Manufacturing, however, remains clearly the Achilles heel of the Eurozone, and of Germany – the sector, not surprisingly, most directly impacted by those ongoing external risks.
And in regards to inflation, ECB officials, like their counterparts at the Federal Reserve, will be looking to sort through how much of the current weakness is structural and how much cyclical, and thus more directly responsive to monetary policy.
A Low-Key Meeting on Policy
As to any changes to policy, the major focus of the ECB will be on rolling out the outlines of the long-awaited TLTRO-III liquidity program for the Eurozone banks.
From what we understand, the objective is to release the outlines of the program now in order to provide some leeway for the full rollout in September.
At the last Governing Council meeting, there was a discussion in principle over whether the objective of the TLTRO-III should be a monetary policy one to turbo charge the economy with an aggressive new infusion of liquidity, or constructed more narrowly to maintain adequate liquidity for banks. The ECB appears to be leaning towards the latter.
As to forward guidance, Draghi already extended at the last meeting the ECB’s commitment to the current -0.4% negative deposit rate “at least through the end of 2019, and in any case for as long as necessary,” so not much room to expand from there.
Markets, of course, have long lapped up that guidance, and are now not expecting a rates lift-off until spring of 2021. While Draghi could well force through some more changes on guidance should he see the need, we understand another change to guidance to be highly unlikely, coming so soon on the heels of an extension of guidance at the last meeting.
More importantly, with half a year remaining in the ECB’s time contingency guidance, there is still plenty of time to make more changes if necessary deeper into 2019.

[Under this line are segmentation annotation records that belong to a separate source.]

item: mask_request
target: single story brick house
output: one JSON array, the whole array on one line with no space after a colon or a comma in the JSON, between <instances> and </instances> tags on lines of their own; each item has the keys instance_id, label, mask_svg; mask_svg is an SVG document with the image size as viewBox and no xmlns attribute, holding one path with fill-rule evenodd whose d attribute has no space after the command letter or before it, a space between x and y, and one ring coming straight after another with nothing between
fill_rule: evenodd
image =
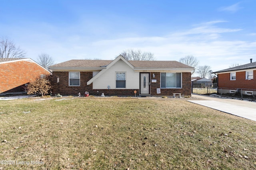
<instances>
[{"instance_id":1,"label":"single story brick house","mask_svg":"<svg viewBox=\"0 0 256 170\"><path fill-rule=\"evenodd\" d=\"M0 58L0 95L25 93L25 85L50 72L29 58Z\"/></svg>"},{"instance_id":2,"label":"single story brick house","mask_svg":"<svg viewBox=\"0 0 256 170\"><path fill-rule=\"evenodd\" d=\"M193 67L176 61L72 60L49 67L53 93L64 95L191 95Z\"/></svg>"},{"instance_id":3,"label":"single story brick house","mask_svg":"<svg viewBox=\"0 0 256 170\"><path fill-rule=\"evenodd\" d=\"M194 85L196 87L204 88L206 86L211 86L212 85L212 81L206 78L192 77L191 79L192 86Z\"/></svg>"},{"instance_id":4,"label":"single story brick house","mask_svg":"<svg viewBox=\"0 0 256 170\"><path fill-rule=\"evenodd\" d=\"M256 94L256 62L215 71L218 93Z\"/></svg>"}]
</instances>

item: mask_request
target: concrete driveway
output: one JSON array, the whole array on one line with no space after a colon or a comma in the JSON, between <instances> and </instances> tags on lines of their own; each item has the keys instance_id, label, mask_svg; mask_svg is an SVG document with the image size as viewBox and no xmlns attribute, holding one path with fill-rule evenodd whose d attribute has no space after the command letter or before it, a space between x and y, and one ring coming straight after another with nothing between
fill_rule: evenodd
<instances>
[{"instance_id":1,"label":"concrete driveway","mask_svg":"<svg viewBox=\"0 0 256 170\"><path fill-rule=\"evenodd\" d=\"M256 121L256 102L192 94L188 101Z\"/></svg>"}]
</instances>

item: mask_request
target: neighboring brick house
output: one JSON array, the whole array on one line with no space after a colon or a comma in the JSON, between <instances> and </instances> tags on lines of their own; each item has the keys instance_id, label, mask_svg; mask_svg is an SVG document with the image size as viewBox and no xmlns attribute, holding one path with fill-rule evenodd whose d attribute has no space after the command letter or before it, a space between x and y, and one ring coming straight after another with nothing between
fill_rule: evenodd
<instances>
[{"instance_id":1,"label":"neighboring brick house","mask_svg":"<svg viewBox=\"0 0 256 170\"><path fill-rule=\"evenodd\" d=\"M256 94L256 62L213 72L218 75L218 92Z\"/></svg>"},{"instance_id":2,"label":"neighboring brick house","mask_svg":"<svg viewBox=\"0 0 256 170\"><path fill-rule=\"evenodd\" d=\"M24 93L26 84L50 74L30 59L0 58L0 95Z\"/></svg>"},{"instance_id":3,"label":"neighboring brick house","mask_svg":"<svg viewBox=\"0 0 256 170\"><path fill-rule=\"evenodd\" d=\"M49 67L53 93L64 95L191 95L194 68L176 61L72 60ZM110 89L109 89L110 87Z\"/></svg>"}]
</instances>

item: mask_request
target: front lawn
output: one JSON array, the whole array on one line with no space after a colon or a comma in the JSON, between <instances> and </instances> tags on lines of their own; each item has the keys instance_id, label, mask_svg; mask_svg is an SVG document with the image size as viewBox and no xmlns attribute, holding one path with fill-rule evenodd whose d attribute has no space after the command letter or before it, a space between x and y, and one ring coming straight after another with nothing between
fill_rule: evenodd
<instances>
[{"instance_id":1,"label":"front lawn","mask_svg":"<svg viewBox=\"0 0 256 170\"><path fill-rule=\"evenodd\" d=\"M255 121L178 99L54 99L0 101L0 170L256 169Z\"/></svg>"}]
</instances>

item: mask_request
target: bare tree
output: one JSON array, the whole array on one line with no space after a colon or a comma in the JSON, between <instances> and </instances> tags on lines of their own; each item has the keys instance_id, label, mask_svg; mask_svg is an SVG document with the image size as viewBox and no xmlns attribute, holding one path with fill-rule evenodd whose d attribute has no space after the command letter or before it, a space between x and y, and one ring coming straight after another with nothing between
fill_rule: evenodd
<instances>
[{"instance_id":1,"label":"bare tree","mask_svg":"<svg viewBox=\"0 0 256 170\"><path fill-rule=\"evenodd\" d=\"M199 63L198 60L197 60L197 59L196 59L196 58L192 55L188 55L185 57L182 58L180 59L180 62L182 63L195 68L195 69L192 71L191 75L193 74L196 70L197 69L198 63Z\"/></svg>"},{"instance_id":2,"label":"bare tree","mask_svg":"<svg viewBox=\"0 0 256 170\"><path fill-rule=\"evenodd\" d=\"M121 54L127 60L154 60L154 54L149 52L142 52L140 50L130 49L123 51Z\"/></svg>"},{"instance_id":3,"label":"bare tree","mask_svg":"<svg viewBox=\"0 0 256 170\"><path fill-rule=\"evenodd\" d=\"M46 53L42 53L38 55L37 61L42 66L46 69L48 69L49 66L54 64L54 61L52 58Z\"/></svg>"},{"instance_id":4,"label":"bare tree","mask_svg":"<svg viewBox=\"0 0 256 170\"><path fill-rule=\"evenodd\" d=\"M26 53L8 38L0 38L0 58L23 58Z\"/></svg>"},{"instance_id":5,"label":"bare tree","mask_svg":"<svg viewBox=\"0 0 256 170\"><path fill-rule=\"evenodd\" d=\"M209 76L209 72L210 70L211 67L209 66L199 66L196 72L200 75L201 78L205 78L207 76Z\"/></svg>"},{"instance_id":6,"label":"bare tree","mask_svg":"<svg viewBox=\"0 0 256 170\"><path fill-rule=\"evenodd\" d=\"M238 63L234 63L234 64L232 64L231 65L230 65L229 66L229 68L232 68L232 67L236 67L238 66L239 66L240 65L240 64Z\"/></svg>"},{"instance_id":7,"label":"bare tree","mask_svg":"<svg viewBox=\"0 0 256 170\"><path fill-rule=\"evenodd\" d=\"M36 80L28 84L27 87L28 94L39 93L43 97L48 94L52 89L51 76L50 75L38 76Z\"/></svg>"}]
</instances>

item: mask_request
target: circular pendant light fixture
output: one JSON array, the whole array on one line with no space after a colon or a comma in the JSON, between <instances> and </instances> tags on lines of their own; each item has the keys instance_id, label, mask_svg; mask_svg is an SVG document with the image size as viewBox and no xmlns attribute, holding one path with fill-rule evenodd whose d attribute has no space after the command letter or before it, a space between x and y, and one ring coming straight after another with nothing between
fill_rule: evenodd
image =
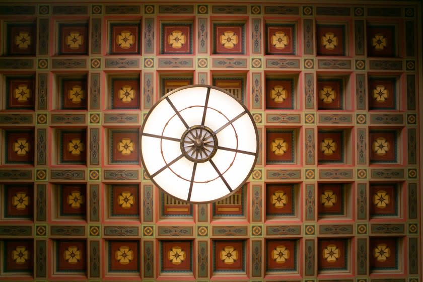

As to rates, it appears the discussion over the tiering of interest rates to help the banking sector is for all practical purposes dead.
The tiering debate, originally pushed by Banque de France Governor Francois Villeroy de Galhau, was picked up in a mention by Draghi himself earlier this year, to potentially ease the burden on bank profitability or, though left unsaid, allow room to cut rates deeper.
But Draghi’s support appears to have been lackluster at best, and the Governing Council has for now found little justification on monetary policy grounds to help an inefficient and overly banked system in need still of significant consolidation.
Lest it be forgotten, Draghi will also likely point again to the ECB reinvestment program, or more specifically, to the continued massive size of the central bank’s balance sheet as their commitment to continued aggressive accommodation.
And ECB officials, in another mirror of the Fed, will be sure to reference their newly emphasized goal of a symmetric target for inflation, which in the ECB’s case means “the continued sustained convergence of inflation to levels that are below, but close to, 2% over the medium term.” That, at least, is the theory.
Longer-term Euro Shifts
From what we understand, the ECB has also been in the process of reviewing long term strategies, including a discussion of moving away from their neutral stance to date on the internationalization of the Euro, to an official support of that goal.
In addition, the ECB is putting renewed focus on the development of a Eurozone-wide safe asset. While ultimately that would be a political decision that needs to get around the continued concerns (in Germany and among other allies) over the risks of mutualization, the push for a risk-free Eurozone asset has been growing, and the ECB can hold considerable sway in moving that debate forward.
And in a sign of the times, the ECB is also looking at the long-term impact of climate change on the economy, and potentially on policy. That includes, on a more micro level, from what we understand support already for eco-friendly EIB backed bonds.